How can I extract fields like "Day of week" and "week of year" from the Apache timestamp?

(I was able extract the values I need using Kibana's scripted fields, but they seemed rather slow and Kibana can't query scripted fields so it's not a great solution.)

Using Logstash 6.0

2

2 Answers

1
votes

I don't know the specific time format you have, so I googled an apache timestamp and found this:

[Wed Oct 11 14:32:52 2000]

I went to this place:
http://grokconstructor.appspot.com/do/match#result
and used this grok pattern:

%{DAY:day} %{MONTH:month} %{NUMBER:year} %{NUMBER:hour}:%{NUMBER:minute}:%{NUMBER:second} %{NUMBER:millisecond}

Using the grok match field should generate the new fields in your record so no add_field is required. Keep in mind that grok pattern matching can be tricky around special characters, thats the reason I tried to leave the brackets out, and it worked for me.
Also don't forget, that the tester site specificly asks not to use quotation marks but you will still need those in the config file.

0
votes

For the lines I've got, I needed to use this grok expression:

grok {
  match => { "message" => ["^.*%{MONTHDAY:dayOfMonth}\/%{MONTH:monthName}\/%{YEAR:year}:(?!<[0-9])%{HOUR:hourOfDay}:%{MINUTE}(?::%{SECOND})(?![0-9]) %{INT:utcOffset}.*$"] }
}

With this log line:

192.168.0.1 - - [01/Jan/2017:00:00:00 -0500] "GET /some-image-file.png HTTP/1.1" 200 13281 "-" "MobileSafari/602.0 CFNetwork/808.2.13 Darwin/16.3.0" "-" "-"

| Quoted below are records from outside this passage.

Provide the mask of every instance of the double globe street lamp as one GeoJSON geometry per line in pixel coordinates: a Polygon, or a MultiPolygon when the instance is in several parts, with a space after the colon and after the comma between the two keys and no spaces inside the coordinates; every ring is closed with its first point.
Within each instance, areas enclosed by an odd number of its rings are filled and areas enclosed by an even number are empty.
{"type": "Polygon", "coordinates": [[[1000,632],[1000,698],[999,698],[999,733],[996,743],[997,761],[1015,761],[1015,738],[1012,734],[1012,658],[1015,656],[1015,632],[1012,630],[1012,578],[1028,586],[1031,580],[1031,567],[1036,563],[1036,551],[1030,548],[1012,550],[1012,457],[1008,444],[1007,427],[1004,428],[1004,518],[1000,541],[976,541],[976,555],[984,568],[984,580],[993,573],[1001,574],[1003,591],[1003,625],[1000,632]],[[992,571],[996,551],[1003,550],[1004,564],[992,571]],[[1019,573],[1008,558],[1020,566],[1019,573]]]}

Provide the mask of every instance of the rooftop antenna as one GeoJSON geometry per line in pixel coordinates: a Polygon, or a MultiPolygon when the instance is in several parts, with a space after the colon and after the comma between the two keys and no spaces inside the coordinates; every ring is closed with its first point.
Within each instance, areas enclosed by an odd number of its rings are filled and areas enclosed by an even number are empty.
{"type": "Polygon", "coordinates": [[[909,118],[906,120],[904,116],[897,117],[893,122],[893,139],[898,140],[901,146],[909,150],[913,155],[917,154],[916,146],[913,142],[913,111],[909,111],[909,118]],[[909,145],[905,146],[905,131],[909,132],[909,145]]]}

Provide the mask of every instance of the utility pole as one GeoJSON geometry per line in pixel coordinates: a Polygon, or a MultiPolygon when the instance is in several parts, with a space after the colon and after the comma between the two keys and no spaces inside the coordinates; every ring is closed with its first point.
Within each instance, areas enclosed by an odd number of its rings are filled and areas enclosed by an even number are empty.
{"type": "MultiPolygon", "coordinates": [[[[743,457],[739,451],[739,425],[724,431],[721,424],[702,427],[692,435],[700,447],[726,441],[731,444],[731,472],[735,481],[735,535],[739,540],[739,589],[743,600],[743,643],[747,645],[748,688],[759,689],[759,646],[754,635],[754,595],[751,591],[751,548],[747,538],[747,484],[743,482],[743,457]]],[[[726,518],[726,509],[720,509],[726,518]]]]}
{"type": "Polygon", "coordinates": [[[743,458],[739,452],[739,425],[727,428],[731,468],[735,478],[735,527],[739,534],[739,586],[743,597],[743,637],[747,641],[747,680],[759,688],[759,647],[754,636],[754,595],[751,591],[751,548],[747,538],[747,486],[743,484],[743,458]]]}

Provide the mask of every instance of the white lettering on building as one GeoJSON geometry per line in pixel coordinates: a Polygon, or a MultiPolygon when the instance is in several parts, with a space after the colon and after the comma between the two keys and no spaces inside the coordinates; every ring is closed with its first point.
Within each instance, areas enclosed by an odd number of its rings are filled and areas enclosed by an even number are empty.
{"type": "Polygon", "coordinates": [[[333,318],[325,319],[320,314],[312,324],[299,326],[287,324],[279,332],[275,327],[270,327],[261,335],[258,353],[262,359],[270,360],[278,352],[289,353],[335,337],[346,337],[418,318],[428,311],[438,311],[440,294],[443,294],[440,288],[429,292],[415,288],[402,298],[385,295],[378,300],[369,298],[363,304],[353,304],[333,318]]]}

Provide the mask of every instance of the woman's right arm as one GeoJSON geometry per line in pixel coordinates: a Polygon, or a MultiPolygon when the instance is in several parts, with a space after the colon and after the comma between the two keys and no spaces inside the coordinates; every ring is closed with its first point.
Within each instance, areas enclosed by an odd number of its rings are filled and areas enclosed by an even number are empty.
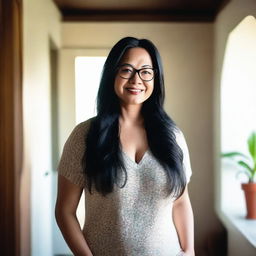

I can extract fields like this:

monthName   Jan
year    2017
hourOfDay   00
dayOfMonth  1
utcOffset   -0500

I still can't get a DayOfWeek field (Sunday, Monday, Tuesday, etc...), but this will probably be good enough for now.


EDIT

I was able to get the day of week and the week of year, but I needed to do that in Ruby:

ruby {
    code => 'event.set("dayOfWeek", Time.parse(event.get("@apache_timestamp").to_s).strftime("%A"))'
}
ruby {
    code => 'event.set("weekOfYear", Time.parse(event.get("@apache_timestamp").to_s).strftime("%W"))'
}

FYI:

Syntax like this:

add_field => {"[dayOfWeek]" => "%{+EEE}"}

Seems to only to work on @timestamp. I don't think there's any other way to use that syntax on other datetime fields (such as my @apache_timestamp), hence the ugly Ruby solution.